President Obama must address this crisis, not only for transit operators, but from an urban design perspective. We must, as he promised in his platform, address livability and transit-oriented communities. His stimulus must go to cities, as advocated by Streetsblog, and it must go to transit agencies, as well as states and DOTs.
I worry about Mr. Obama's stimulus because roads are not the way to go. They should not be the future of American transportation policy, at least not the cornerstone. I'm not against funding for roads, and I understand that they will play a major role in American society for years to come. Fixing it first is certainly the best way to invest in roads, but Mr. Obama is calling for a major investment in our national infrastructure, on the scale of the Interstate System.
But we cannot afford to build another Interstate System. America is still recovering from all the unintended consequences of the 1956 bill that started all of this superhighway business, and without the suburbs that Interstates facilitated, we wouldn't be having this climate crisis or this energy crisis.
From Growing Cooler, page 2:
The growth in driving is due in large part to urban development, or what some refer to as the built environment. Americans drive so much because we have given ourselves little alternative. For 60 years, we have built homes ever farther from workplaces, located schools far from the neighborhoods they serve, and isolated other destinations--such as shopping--from work and home.

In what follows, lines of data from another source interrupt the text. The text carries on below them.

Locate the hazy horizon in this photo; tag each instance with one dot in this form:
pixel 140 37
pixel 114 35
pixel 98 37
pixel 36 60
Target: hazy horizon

To spend money on highways will only encourage these wasteful trends--what James Howard Kunstler calls the "largest misallocation of resources in history"--to continue. Subsidizing drivers encourages them to make economic decisions that cause sprawl and crowd roadways.
The federal government has never been involved in land use, and it shouldn't be now. But policies such as the Interstate System have supported auto-centric suburban development. As long have subsidies and regulations that favor suburbia over urban areas, they will be indirectly involved in increasing America's dependence on foreign oil and carbon output. While the 1950s might have called for that type of subsidy, the 2010s certainly don't. It's time to refocus America's energies on truly making a dent in the climate question--and revitalizing cities at the same time. Transportation policy is one key component of that kind of change.
Without a sustainable transportation policy, not only will Mr. Obama's climate/energy policies have a major gap, they will have a fatal flaw. It is imperative that he include the transportation secretary, whoever that might be, on his energy team. It is even more imperative that we refocus our transportation resources, whether in the stimulus or in the reauthorization, on other modes. Automotive transportation has been overfunded for years, and a more balanced formula is needed.
Transportation is only one part of a comprehensive investment in stopping climate change, but it is an essential part. I hope Mr. Obama realizes how important is. I also hope he has the political willpower to make sure that change is manifested in transportation policy. We cannot afford 6 more decades of sprawl to result from a ill-thought plan to address the economic downturn. Transit can also help the economy, and the economy will be much better off when compact development, centered on transit, allows Americans to live with a reduced dependence on the automobile, foreign oil, and with cleaner air to breathe.
Soon, we will hear Mr. Obama's pick for Secretary of Transportation. Let's hope he or she is as dedicated to change as the President-elect's platform. And let's also hope that they're tough, because they will have one of the hardest jobs in Washington.